Traditionally, scientists use animals and cells to investigate heart development and disease. Nonetheless, these models fail to fully capture the complexity of the human heart and often lead to misleading or ineffective results. 

Recently at Michigan State University, we have developed a method to create mini human hearts in the lab, termed “heart organoids”, from stem cells. These heart organoids have blood vessels, they have all the main cell types as the human heart, and even beat. They are about half the size of a grain of rice. Even so, they represent an incredibly powerful tool for investigating heart development and disease like never before.

We create the heart organoids by mimicking the events of embryonic development. Stem cells have the power to become any cell or organ in the body. By manipulating this ability, we can direct their fate and guide them into becoming the heart.

These heart organoids allow us to study, with greater precision than ever before, how the human heart forms and how diseases are manifested. They can serve to better investigate the role of blood vessels in disease, to study better ways to treat or prevent arrythmias, to study the roles of atria and ventricles in healthy vs. disease states, and so much more.

multicolored digital creation of a human heart called a heart organoid.
A "heart organoid" image. Courtesy image.

Something that takes all of this to the next level is the technology called “Induced pluripotent stem cells”. By simply taking a small sample of your skin or blood, we can transform that into stem cells.
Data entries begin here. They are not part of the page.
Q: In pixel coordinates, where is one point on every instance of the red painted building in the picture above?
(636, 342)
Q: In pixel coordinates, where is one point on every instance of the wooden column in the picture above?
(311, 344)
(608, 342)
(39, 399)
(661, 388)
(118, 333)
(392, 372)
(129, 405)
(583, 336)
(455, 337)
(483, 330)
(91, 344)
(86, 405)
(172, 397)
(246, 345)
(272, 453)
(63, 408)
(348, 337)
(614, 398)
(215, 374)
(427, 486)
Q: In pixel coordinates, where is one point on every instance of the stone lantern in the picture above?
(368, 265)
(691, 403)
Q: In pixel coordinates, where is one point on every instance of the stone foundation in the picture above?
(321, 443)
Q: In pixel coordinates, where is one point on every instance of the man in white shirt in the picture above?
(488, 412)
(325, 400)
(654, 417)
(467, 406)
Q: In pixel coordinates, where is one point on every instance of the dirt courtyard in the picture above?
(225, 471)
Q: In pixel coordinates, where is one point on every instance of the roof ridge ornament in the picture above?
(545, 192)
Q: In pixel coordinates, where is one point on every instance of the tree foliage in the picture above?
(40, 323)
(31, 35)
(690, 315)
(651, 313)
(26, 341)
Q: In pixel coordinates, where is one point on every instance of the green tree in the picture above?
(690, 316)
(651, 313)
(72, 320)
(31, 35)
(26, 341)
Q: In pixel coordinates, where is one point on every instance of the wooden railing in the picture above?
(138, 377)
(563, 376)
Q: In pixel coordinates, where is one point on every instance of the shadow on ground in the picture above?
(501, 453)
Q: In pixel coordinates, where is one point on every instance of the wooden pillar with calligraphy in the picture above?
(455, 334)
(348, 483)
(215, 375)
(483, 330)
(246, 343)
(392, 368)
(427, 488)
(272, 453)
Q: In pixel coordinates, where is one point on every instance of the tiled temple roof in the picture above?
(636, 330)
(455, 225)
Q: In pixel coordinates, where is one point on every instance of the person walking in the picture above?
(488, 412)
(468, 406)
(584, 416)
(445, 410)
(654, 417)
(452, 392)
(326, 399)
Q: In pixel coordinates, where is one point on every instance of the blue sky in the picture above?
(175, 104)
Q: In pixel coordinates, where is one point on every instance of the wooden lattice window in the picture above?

Then, we can use your own stem cells to grow your own mini heart.

This technology will elevate the study of heart development and disease to newfound heights and sets the stage for creating fully synthetic and transplantable human hearts.

I recently had the honor of presenting my research at the MSU Ignite talks along with eight other shining MSU researchers. Disseminating science to a broader audience is a delightful challenge, and the MSU Ignite talks offered an energetic and inspiring atmosphere filled with accomplishment and pride for all who bleed green; I hope the readers will join us for next year’s talks on March 14, 2024!

Michigan State University has illuminated the bountiful and rewarding field of science to me through a plethora of fantastic professors, engaging colleagues, and beautiful ambiances.

MSU offers a fruitful experience for all who traverse it, bestowing a journey that is ripe with adventure and brilliance.